And they did, but if you listen to the system they describe - you'll find that they are clearly referring to dense vector retrieval. If pressed on it, I'm sure they'd agree that they are still doing retrieval - it's just not backed by a vector database. You'll also notice the ever present cost trade-off slip by unnoticed in the conversation:

"At the cost of latency and tokens, you know have really awesome search - without security downsides".

Sure, people have different tolerances for latency and tokens (time, and money, respectively) - but it is a massively understated part of the discussion that is often handwaved away by hyperbole by the side advocating for purely agentic approaches.

As for quality, from the video above - the decision to switch was largely based on vibes, which in no way is indicative of the evaluation crisis we're currently in...

If you're building a coding agent, you should seriously consider RAG

SWE-Bench isn't the be-all-end-all of benchmarks, but it's still pretty tight, and it tells an interesting story about RAGs place in the world of autonomous coding agents.

For instance:

Refact.ai's recent leaderboard topping SWE-Bench Agent leverages "traditional" RAG in a number of components (both sparse and dense vector retrieval) to achieve its impressive 70.4%.

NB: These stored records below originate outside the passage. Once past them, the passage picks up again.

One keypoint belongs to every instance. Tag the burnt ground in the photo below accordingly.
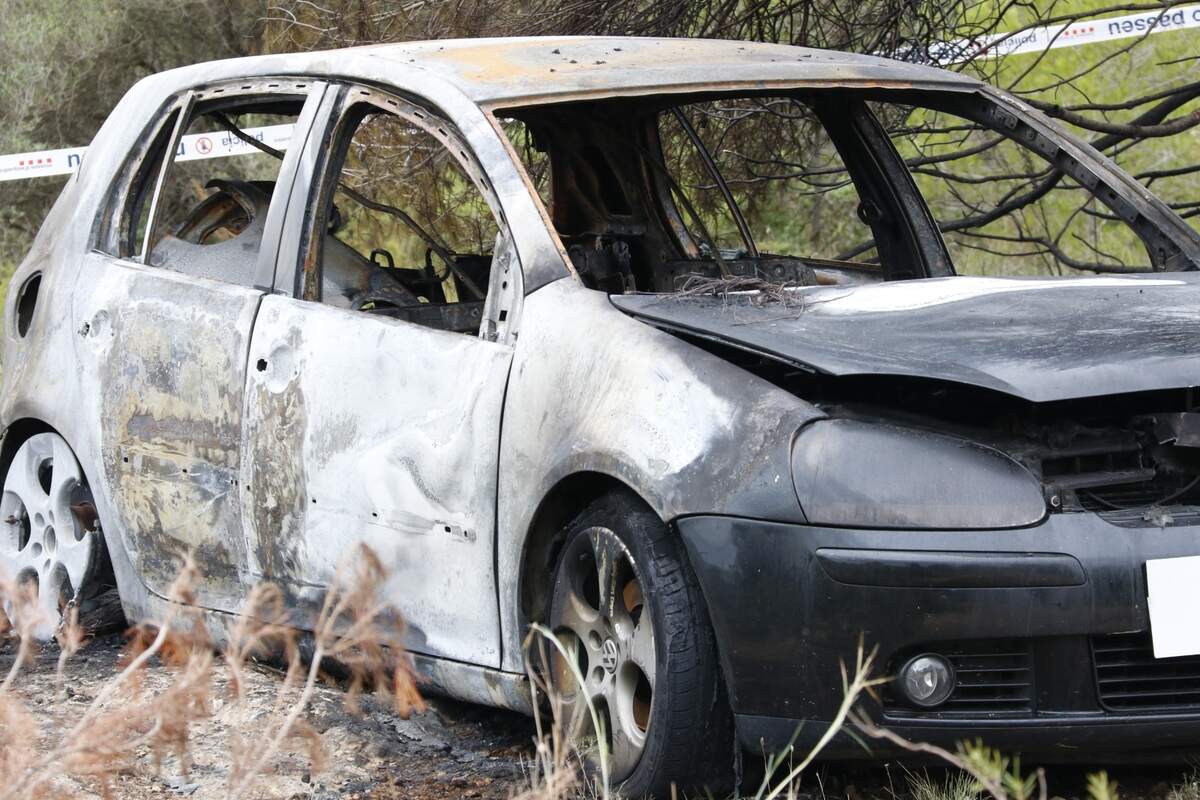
(454, 751)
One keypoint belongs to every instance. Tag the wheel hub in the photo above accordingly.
(42, 542)
(599, 614)
(609, 656)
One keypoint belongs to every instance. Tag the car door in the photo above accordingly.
(372, 410)
(171, 325)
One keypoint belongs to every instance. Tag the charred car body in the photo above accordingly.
(712, 493)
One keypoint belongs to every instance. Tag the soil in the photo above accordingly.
(451, 752)
(454, 750)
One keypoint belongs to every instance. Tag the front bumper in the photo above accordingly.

In a close second place (also achieving 70.4%) is the OpenHands agent workflow, which utilizes keyword retrieval for it's memory system.

As an aside, OpenHands is overleraging test-time scaling (inference-time scaling) to achieve their great results.

The current 3rd place solution only uses search, and does not directly use any dense vector retrieval system in any part of its flow, only agentic retrieval/search. (score one for the haters)

Coming in at a 4th place (by unique architecture) Augment Agent v0 finds that, while grep and find are good enough for SWE-Bench; "In practice, we find that embedding-based tools are critical to deliver a great product experience."

Is this definitive proof that coding agents need naive RAG to work? No. Is it good signal that naive RAG remains useful for these applications? I'd say so.

This is a minor point, and extends into non-naive RAG as well, but the most popular autonomous agents (Jules, Windsurf, Cursor, Codex) are leveraging RAG on the daily - there's probably some signal there.

RAG is cheap, seriously.

Large-context-window models, despite being powerful, have significant cost and latency issues. Processing extensive context each time can be prohibitively expensive and slow. In contrast, RAG efficiently provides high-quality, targeted pieces of context, drastically cutting inference costs and latency while maintaining or even improving solution quality.

Lost in the Middle is being lost from our minds just because NIAH charts look good these days

Evaluating and improving RAG systems is fairly well understood, and cheap. Building a "data flywheel" for your autonomous system is a powerful pattern that can help bring RAG to the next level in a way that is currently not "solved" (loosely) for non-retrieval based systems.

RAG isn't dead. It's one of the many tools you can leverage for coding.

At the end of the day, the whole blog could've been - in all caps comic sans, of course - "RAG IS MORE THAN JUST DENSE VECTOR RETRIEVAL", but I hope this helped clear some things up, and showcase the relevance of dense vector retrieval - even in 2025 and even for a use-case it is supposedly not good at.

Call it RAG, call it search, call it “agentic spelunking” - just don’t pretend your agent isn’t doing it. Because it is.